Stupidly, a lot of the goth community persist in repeating and amplifying this fiction. Joy Division has absolutely nothing in common with other archetypal post punk bands! Go on, listen to Closer then listen to, for example, something by The Membranes. They have nothing in common, in feeling or in vibes. Put simply, Joy Division is goth and not post punk.
Why does any of this matter, you might ask yourself, because who cares about labels? I’d argue it matters because if Goth is to have a future as a music subculture rather than a fashion label for how people dress, it needs to claim its own music back and start identifying its own influence on other subcultures.
Goth festivals won’t be able to book New Model Army and The Mission forever; the old 80s bands can’t play forever. To survive, goth needs to carve out its own musical identity and claim bands like Lebanon Hanover, Creeper or Twin Tribes with pride. But the state of goth for young people is a mess right now; from some older goths complaining about Creeper headlining Whitby to the popular accounts on Twitter, goth music videos and post punk online, labelling all the goth music they play ‘post punk’.
If you are a young person wanting to join the goth scene and understand what’s it about and how it sounds, you’re going to be pretty bewildered.
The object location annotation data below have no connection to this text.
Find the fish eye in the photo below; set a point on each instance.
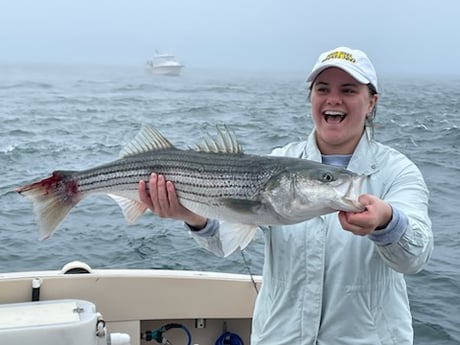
(328, 177)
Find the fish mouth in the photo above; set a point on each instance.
(334, 116)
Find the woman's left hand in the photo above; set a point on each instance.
(377, 214)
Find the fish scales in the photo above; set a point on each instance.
(194, 173)
(217, 180)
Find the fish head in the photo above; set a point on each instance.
(309, 189)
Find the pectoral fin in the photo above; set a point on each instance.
(132, 209)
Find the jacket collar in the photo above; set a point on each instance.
(363, 160)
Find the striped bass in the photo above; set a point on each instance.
(215, 179)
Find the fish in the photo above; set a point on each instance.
(215, 179)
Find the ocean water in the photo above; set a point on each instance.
(75, 117)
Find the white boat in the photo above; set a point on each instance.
(165, 64)
(84, 306)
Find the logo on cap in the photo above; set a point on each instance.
(341, 55)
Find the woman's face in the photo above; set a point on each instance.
(340, 105)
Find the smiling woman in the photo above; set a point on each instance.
(312, 264)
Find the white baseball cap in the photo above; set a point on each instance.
(353, 61)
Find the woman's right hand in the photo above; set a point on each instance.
(160, 197)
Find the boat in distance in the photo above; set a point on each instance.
(165, 64)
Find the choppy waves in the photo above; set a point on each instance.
(56, 118)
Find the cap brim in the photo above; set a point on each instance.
(347, 68)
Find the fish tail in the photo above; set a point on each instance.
(53, 198)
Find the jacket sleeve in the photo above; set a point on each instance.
(407, 192)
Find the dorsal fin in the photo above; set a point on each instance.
(225, 142)
(148, 139)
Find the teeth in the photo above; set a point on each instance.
(334, 113)
(331, 114)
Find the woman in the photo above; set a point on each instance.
(338, 278)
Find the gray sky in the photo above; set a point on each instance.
(400, 36)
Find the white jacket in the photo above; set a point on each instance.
(325, 286)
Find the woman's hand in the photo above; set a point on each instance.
(377, 214)
(160, 197)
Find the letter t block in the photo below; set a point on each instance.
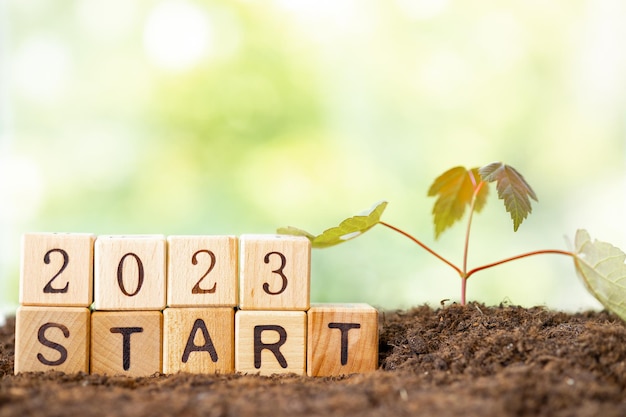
(343, 339)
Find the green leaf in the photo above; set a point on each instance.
(602, 269)
(455, 189)
(347, 229)
(512, 188)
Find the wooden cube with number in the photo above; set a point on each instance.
(199, 340)
(130, 273)
(126, 342)
(343, 339)
(52, 338)
(270, 342)
(202, 271)
(56, 269)
(274, 272)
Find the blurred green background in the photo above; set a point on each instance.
(232, 117)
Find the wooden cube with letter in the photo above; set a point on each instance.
(126, 342)
(56, 269)
(130, 273)
(270, 342)
(199, 340)
(343, 339)
(202, 271)
(52, 338)
(274, 272)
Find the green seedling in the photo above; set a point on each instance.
(599, 264)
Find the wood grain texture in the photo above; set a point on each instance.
(126, 342)
(342, 339)
(130, 273)
(56, 269)
(199, 340)
(52, 338)
(275, 272)
(202, 271)
(270, 342)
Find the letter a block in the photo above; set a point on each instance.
(52, 338)
(129, 273)
(126, 343)
(56, 269)
(275, 272)
(270, 342)
(343, 339)
(202, 271)
(199, 340)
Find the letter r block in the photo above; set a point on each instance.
(52, 338)
(270, 342)
(199, 340)
(126, 343)
(275, 272)
(56, 269)
(343, 339)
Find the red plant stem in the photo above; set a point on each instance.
(426, 248)
(523, 255)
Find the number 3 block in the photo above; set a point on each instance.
(129, 273)
(56, 269)
(275, 272)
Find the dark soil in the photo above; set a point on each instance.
(453, 361)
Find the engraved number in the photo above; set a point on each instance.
(278, 271)
(120, 275)
(49, 289)
(194, 260)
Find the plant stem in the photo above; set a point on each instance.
(523, 255)
(424, 246)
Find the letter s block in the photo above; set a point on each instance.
(52, 338)
(343, 339)
(275, 272)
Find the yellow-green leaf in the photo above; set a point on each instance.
(512, 188)
(455, 189)
(602, 269)
(347, 229)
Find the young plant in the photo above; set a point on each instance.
(599, 264)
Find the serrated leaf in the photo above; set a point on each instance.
(602, 269)
(455, 189)
(512, 188)
(347, 229)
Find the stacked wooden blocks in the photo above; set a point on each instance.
(200, 304)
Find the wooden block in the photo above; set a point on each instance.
(343, 339)
(199, 340)
(126, 343)
(270, 342)
(275, 272)
(129, 273)
(56, 269)
(52, 338)
(202, 271)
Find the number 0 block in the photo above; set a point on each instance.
(56, 269)
(52, 338)
(129, 273)
(202, 271)
(275, 272)
(343, 339)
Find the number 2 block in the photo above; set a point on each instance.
(129, 273)
(202, 271)
(56, 269)
(275, 272)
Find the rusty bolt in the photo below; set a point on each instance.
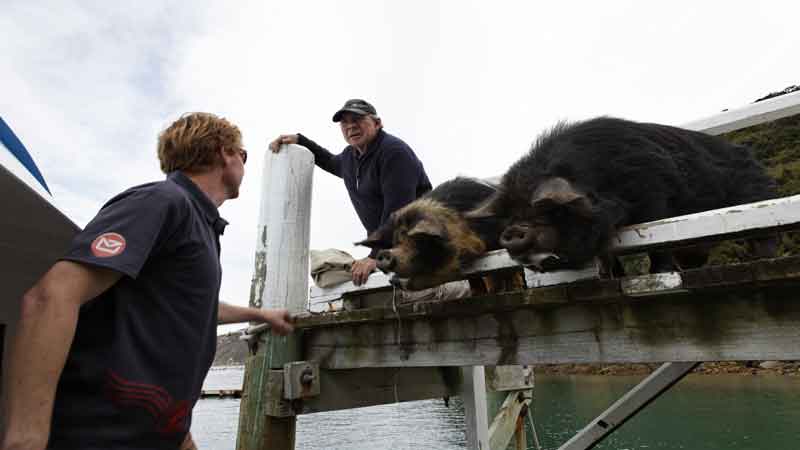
(307, 377)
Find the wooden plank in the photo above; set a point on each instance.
(509, 378)
(736, 276)
(357, 388)
(221, 393)
(280, 280)
(653, 284)
(731, 322)
(726, 223)
(631, 403)
(753, 114)
(476, 418)
(505, 423)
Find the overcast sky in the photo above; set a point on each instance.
(87, 86)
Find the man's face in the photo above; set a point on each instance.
(233, 172)
(359, 130)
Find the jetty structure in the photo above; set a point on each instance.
(356, 346)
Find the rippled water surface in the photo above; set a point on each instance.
(727, 412)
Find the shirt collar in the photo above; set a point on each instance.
(210, 211)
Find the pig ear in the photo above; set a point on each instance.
(486, 209)
(558, 192)
(427, 227)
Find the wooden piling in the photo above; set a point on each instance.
(280, 280)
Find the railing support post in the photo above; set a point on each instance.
(280, 280)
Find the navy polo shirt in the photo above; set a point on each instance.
(143, 347)
(385, 178)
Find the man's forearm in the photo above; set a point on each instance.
(39, 350)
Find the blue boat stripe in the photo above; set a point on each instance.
(10, 140)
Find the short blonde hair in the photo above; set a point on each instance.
(192, 142)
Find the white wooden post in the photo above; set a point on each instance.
(476, 419)
(283, 230)
(280, 280)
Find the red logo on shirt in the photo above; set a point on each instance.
(108, 244)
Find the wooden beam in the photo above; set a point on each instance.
(509, 378)
(631, 403)
(741, 312)
(505, 423)
(727, 223)
(769, 216)
(476, 419)
(281, 247)
(747, 116)
(357, 388)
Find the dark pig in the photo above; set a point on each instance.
(581, 181)
(428, 241)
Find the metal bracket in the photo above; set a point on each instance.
(300, 380)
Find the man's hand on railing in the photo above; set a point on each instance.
(283, 139)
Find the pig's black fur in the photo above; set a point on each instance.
(632, 173)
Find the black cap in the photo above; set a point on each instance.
(355, 106)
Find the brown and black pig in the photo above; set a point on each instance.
(428, 241)
(581, 181)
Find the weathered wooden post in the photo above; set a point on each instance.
(280, 280)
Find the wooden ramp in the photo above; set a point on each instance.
(357, 346)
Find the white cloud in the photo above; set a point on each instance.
(468, 84)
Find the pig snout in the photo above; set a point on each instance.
(386, 261)
(517, 238)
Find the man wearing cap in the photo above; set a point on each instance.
(380, 171)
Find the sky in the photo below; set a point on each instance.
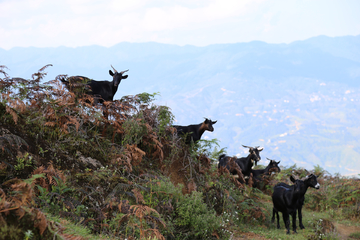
(74, 23)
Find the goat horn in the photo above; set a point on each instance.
(113, 68)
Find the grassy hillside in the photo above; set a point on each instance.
(68, 172)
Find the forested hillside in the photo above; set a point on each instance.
(299, 101)
(74, 169)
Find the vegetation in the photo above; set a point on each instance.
(68, 172)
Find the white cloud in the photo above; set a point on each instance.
(198, 22)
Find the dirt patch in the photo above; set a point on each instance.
(345, 231)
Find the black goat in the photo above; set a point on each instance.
(245, 163)
(259, 173)
(195, 131)
(100, 90)
(289, 199)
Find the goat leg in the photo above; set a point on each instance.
(287, 222)
(300, 219)
(293, 215)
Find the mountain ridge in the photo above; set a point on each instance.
(298, 100)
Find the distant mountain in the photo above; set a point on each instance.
(300, 100)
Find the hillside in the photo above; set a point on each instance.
(69, 172)
(297, 100)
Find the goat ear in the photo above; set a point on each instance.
(292, 179)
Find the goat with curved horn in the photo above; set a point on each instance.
(100, 90)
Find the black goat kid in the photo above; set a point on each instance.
(259, 173)
(245, 163)
(100, 90)
(195, 131)
(289, 199)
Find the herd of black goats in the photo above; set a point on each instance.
(287, 199)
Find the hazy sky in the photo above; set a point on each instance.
(72, 23)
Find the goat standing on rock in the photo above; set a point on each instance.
(100, 90)
(289, 199)
(245, 163)
(195, 131)
(259, 174)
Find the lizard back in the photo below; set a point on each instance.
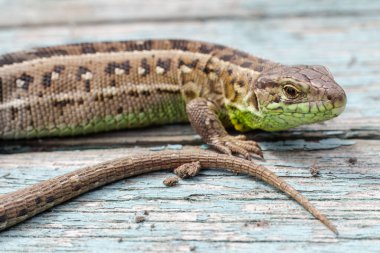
(92, 87)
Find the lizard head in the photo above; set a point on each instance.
(289, 96)
(283, 97)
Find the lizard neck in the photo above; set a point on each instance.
(240, 99)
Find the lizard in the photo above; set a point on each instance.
(86, 88)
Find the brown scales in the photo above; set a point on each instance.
(25, 203)
(69, 86)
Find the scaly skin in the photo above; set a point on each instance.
(25, 203)
(94, 87)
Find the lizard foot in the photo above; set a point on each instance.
(236, 144)
(188, 170)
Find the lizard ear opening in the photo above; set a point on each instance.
(251, 99)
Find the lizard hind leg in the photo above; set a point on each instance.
(203, 116)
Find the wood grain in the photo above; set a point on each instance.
(215, 211)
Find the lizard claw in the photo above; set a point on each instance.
(236, 144)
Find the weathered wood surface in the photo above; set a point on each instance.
(217, 211)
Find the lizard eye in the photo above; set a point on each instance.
(290, 91)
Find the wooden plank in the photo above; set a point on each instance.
(355, 68)
(217, 211)
(214, 211)
(82, 12)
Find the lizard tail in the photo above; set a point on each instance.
(22, 204)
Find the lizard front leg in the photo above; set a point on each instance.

Especially when no one can agree what goth music is and who gets to join the accepted list of bands.
But there’s is a better way, and to see how it could be we just need to look at another post-punk scene – jardcore. You may not have noticed but hardcore is massive now. It’s so massive, so popular, that there are multiple festivals all over the UK, in Newcastle (Phazed Out), Manchester (Outbreak) and more dedicated to just this genre. Knocked Loose just released their latest album ‘You won’t go before you’re supposed to’ and it’s already breaking records with critics and listeners both loving it. It even sounds a bit goth, with Bryan Garris’s ever anxious and perilous screams over blast after blast of negative hardcore.
But it wasn’t always this popular. Hardcore started in the early 80s with the main pioneers Minor Threat, Black Flag and Discharge amongst others. In the mid 80s Ian McKaye dissolved Minor Threat and said ‘hardcore had already become too stale, too repetitive and too focused on aggression’ and formed post-hardcore band Fugazi as a reaction.
The hardcore community could have just moved on – but they didn’t! The bands kept going, the community got stronger and hardcore didn’t die. Newer bands kept evolving the sound beyond all odds, until you get where we are today with hardcore dominating every related music genre before it. Pretty much all new metal bands are actually just a derivative of hardcore now. Bring Me The Horizon, Spiritbox, Sleep Token, all were inspired by hardcore more than metal! Loathe, Knocked Loose, half of Download’s main lineup, bands like Fall Out Boy, Avenged Sevenfold, Code Orange, Bad Imens, Wargasm, Holding Absence… all were inspired by hardcore or in other cases actual former hardcore bands.
And yet, goth won’t even claim Creeper – the biggest goth band in the Whitby line up – because they were formally an emo band and not started in the 80s. If you told any hardcore fan now they should accept their music was merely post punk, they would laugh in your face! Hardcore is everywhere and its fans would never accept being reduced into something as weak as post punk.
Hardcore achieved its current world domination through a community that never quit, was proud of hardcore and colonised other music to such an extent it is now ubiquitous and bigger than metal. Goth can do the same, but only when the community takes back its founders like Joy Division and Siouxsie, rejects the post punk label and enthusiastically embraces bands like Creeper to take forward the genre to new audiences.
Say it now – Joy Division is goth! Feels good now, doesn’t it?